Members were informed that since the external audit recommendations were issued, existing user management systems had been updated to improve the management of staff leaving the organisation. To further support this IT Services had been undertaking a review of network logon accounts to ensure none were missed within the current leavers process, any identified account issues were followed up with the relevant Council departments to validate if their removal was appropriate.

Once the user management system went live in March 2019, the external audit Recommendation 2 would have been implemented.

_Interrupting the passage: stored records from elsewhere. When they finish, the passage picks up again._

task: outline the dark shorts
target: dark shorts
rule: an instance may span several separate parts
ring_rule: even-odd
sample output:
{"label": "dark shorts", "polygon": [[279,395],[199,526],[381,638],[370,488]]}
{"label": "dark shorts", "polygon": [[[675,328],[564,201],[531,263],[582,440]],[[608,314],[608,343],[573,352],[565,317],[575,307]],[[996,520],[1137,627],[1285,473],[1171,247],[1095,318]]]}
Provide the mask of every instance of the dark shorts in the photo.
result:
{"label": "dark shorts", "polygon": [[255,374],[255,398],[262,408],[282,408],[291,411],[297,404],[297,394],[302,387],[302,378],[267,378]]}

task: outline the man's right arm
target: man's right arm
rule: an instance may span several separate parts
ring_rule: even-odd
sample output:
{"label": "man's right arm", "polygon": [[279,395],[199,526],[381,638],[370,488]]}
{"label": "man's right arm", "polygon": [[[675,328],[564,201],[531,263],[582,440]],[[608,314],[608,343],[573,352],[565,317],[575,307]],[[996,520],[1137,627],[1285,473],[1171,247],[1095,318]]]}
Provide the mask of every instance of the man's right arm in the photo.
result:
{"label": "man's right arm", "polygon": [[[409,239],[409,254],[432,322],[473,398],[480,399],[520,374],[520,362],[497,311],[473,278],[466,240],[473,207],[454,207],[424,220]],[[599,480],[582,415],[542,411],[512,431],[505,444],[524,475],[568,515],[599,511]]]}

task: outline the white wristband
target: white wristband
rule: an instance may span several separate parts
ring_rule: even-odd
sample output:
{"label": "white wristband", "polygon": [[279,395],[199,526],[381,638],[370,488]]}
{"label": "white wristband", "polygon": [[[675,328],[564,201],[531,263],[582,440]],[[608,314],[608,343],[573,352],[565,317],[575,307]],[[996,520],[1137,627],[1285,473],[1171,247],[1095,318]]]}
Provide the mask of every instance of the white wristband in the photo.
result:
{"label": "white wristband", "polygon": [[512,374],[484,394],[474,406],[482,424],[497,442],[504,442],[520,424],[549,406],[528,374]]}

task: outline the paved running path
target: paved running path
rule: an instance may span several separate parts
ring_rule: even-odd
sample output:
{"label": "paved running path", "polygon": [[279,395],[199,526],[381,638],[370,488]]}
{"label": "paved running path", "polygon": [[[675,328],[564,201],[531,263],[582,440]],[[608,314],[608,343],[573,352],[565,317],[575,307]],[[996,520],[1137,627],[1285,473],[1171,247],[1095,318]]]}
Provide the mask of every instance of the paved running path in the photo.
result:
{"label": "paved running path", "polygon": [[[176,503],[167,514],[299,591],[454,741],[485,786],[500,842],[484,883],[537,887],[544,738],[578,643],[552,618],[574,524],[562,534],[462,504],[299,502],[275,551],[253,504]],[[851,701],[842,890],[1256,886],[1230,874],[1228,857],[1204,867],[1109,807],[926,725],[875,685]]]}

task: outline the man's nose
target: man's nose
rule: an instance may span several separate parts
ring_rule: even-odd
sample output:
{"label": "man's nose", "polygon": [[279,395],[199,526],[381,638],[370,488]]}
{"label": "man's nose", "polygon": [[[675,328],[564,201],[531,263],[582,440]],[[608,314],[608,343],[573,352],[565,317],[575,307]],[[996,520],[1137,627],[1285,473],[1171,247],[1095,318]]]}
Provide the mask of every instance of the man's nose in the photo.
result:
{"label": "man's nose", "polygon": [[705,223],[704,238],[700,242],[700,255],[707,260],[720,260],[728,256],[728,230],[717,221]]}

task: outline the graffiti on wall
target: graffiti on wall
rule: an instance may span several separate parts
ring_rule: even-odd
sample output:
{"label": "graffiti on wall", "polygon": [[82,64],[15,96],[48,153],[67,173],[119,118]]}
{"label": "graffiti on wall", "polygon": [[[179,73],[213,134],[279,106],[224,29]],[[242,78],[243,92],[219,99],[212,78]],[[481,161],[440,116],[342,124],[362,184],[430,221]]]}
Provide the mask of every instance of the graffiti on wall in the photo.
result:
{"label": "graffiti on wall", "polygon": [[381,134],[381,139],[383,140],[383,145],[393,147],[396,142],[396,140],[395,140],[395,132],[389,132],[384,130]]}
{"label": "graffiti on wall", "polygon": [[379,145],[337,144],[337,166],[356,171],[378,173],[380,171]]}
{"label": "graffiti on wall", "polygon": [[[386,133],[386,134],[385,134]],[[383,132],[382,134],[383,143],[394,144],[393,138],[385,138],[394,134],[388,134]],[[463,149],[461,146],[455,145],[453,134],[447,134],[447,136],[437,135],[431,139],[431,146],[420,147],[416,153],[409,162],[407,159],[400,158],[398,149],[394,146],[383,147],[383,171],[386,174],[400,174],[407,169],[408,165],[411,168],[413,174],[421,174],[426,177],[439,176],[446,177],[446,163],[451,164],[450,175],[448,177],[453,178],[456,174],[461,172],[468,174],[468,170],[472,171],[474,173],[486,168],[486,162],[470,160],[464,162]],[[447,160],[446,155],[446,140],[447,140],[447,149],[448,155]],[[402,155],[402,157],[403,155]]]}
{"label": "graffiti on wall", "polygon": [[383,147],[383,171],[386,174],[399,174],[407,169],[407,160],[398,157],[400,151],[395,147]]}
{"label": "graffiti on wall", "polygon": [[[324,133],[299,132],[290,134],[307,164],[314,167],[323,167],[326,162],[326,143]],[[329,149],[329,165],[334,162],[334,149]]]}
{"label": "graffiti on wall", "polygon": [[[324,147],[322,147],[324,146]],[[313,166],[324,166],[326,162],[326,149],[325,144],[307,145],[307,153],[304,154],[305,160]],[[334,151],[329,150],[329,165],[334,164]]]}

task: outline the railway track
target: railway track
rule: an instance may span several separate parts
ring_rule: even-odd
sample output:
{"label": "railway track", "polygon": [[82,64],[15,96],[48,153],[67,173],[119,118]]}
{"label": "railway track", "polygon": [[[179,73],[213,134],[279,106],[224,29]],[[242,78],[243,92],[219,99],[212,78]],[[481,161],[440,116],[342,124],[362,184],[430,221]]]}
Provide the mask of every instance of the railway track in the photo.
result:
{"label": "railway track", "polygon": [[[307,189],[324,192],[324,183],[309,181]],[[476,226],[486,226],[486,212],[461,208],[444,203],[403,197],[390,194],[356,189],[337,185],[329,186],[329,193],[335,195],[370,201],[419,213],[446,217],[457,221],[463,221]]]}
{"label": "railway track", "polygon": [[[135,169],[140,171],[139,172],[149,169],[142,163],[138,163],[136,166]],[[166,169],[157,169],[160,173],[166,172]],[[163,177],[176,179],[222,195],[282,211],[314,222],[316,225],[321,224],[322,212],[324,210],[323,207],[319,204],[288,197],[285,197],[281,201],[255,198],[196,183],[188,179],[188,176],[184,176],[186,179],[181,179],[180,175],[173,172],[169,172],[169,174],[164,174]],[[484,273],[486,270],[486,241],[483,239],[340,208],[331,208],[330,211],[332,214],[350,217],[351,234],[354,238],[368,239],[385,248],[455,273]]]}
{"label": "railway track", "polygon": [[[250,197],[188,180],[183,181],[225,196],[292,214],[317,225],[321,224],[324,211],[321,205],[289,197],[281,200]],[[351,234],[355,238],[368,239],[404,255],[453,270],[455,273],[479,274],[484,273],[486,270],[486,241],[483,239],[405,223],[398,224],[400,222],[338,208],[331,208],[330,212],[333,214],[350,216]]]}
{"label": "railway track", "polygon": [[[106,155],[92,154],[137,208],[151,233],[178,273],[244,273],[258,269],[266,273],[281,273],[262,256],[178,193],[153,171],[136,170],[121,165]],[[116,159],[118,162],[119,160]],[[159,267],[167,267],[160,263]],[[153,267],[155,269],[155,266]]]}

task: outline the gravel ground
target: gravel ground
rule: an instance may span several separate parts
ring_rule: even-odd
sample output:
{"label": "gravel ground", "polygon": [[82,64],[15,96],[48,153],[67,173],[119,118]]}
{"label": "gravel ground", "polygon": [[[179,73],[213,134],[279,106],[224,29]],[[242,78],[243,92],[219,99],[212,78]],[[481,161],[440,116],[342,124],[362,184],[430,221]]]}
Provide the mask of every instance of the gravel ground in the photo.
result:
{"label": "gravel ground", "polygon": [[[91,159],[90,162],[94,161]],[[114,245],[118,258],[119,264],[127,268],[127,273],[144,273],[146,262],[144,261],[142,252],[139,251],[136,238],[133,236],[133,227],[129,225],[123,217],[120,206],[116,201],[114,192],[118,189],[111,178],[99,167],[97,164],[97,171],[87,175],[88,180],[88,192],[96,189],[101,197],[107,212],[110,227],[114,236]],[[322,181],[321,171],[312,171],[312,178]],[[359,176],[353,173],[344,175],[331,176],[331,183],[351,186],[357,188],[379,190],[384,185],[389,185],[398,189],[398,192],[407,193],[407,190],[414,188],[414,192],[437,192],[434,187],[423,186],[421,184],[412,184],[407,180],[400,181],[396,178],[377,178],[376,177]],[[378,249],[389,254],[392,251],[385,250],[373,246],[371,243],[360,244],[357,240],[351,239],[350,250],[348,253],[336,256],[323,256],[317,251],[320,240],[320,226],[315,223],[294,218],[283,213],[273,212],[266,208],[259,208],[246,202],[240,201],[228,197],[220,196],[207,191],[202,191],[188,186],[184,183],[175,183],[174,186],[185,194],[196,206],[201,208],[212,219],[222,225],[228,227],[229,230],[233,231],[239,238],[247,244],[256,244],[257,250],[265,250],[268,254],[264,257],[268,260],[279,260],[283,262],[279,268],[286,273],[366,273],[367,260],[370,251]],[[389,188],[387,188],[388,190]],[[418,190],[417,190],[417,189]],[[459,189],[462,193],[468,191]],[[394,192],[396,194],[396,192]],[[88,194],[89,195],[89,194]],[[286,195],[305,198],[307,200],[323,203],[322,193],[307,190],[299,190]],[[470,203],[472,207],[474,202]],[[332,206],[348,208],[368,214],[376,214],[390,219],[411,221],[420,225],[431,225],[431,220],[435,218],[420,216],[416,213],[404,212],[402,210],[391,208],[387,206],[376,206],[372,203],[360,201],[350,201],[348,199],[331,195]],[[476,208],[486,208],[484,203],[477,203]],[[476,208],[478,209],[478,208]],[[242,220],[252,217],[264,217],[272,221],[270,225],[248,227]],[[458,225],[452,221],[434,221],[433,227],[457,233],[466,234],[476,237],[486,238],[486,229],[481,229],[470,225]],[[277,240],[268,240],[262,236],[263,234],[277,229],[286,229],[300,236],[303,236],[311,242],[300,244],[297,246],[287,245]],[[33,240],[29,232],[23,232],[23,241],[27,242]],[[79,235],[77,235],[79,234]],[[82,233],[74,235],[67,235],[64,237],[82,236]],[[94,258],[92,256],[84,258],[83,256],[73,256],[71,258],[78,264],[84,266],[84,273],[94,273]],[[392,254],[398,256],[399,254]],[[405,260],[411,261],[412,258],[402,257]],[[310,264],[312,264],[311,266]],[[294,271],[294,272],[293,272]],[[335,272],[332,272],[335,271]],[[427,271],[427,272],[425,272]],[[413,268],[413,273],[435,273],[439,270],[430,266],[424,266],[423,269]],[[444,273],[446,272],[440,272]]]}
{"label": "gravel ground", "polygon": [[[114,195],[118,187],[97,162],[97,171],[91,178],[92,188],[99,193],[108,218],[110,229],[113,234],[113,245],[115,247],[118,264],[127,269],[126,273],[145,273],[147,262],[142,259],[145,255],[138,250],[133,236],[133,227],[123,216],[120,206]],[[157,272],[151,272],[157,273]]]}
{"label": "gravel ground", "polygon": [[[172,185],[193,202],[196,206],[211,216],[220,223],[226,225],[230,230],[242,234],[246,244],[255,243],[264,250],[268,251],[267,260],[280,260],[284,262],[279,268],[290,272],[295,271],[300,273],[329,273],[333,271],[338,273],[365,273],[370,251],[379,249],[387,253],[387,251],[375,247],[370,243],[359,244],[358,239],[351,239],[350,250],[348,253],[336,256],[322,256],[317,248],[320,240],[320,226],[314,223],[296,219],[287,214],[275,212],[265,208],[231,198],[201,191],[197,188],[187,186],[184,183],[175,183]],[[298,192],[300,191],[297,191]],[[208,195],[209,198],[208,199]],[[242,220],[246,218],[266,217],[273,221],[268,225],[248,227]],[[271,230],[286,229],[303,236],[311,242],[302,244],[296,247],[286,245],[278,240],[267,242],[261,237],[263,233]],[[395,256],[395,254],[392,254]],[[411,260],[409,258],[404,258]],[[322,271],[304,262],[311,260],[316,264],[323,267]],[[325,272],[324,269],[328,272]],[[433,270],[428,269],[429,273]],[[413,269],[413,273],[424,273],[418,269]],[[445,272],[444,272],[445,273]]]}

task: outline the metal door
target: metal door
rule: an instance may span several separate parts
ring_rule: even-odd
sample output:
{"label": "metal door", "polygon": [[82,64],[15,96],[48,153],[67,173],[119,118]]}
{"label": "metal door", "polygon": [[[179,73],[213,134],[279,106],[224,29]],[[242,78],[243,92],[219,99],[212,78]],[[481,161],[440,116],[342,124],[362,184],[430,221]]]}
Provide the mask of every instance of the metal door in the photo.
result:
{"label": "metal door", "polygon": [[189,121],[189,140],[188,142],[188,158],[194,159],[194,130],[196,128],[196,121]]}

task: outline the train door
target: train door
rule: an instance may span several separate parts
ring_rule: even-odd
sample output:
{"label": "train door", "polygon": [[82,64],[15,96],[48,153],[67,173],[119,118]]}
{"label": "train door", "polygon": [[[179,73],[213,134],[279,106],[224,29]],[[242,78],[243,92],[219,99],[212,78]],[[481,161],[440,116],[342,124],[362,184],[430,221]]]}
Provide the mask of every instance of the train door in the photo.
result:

In response to a Member’s question as to why there was a delay in implementing the recommendations it was reported IT Services had experienced a number of operational issues in 2016 and 2017. In addition to this was the complexity of the challenge to ensure that all the IT systems a leaver had access to were  closed out. IT Services provide and support over 250 systems to council departments and a leaver may have access to several of these. New systems and supporting processes would be in place by March 2019 which would enable  greater integration of IT systems to manage the staff leavers process.

In response to a Member’s question it was reported that a degree of resilience was in place in the event of a disaster; however these resilience measures would now be tested more robustly to ensure that disaster recovery was effective. It was important to make sure key departments could deliver key services in a disaster situation, it was also noted that business continuity was reported quarterly in the Finance Monitoring Reports.

Resolved-

That the update on the External Audit Report Recommendations relating to the Council’s Information Technology systems be noted.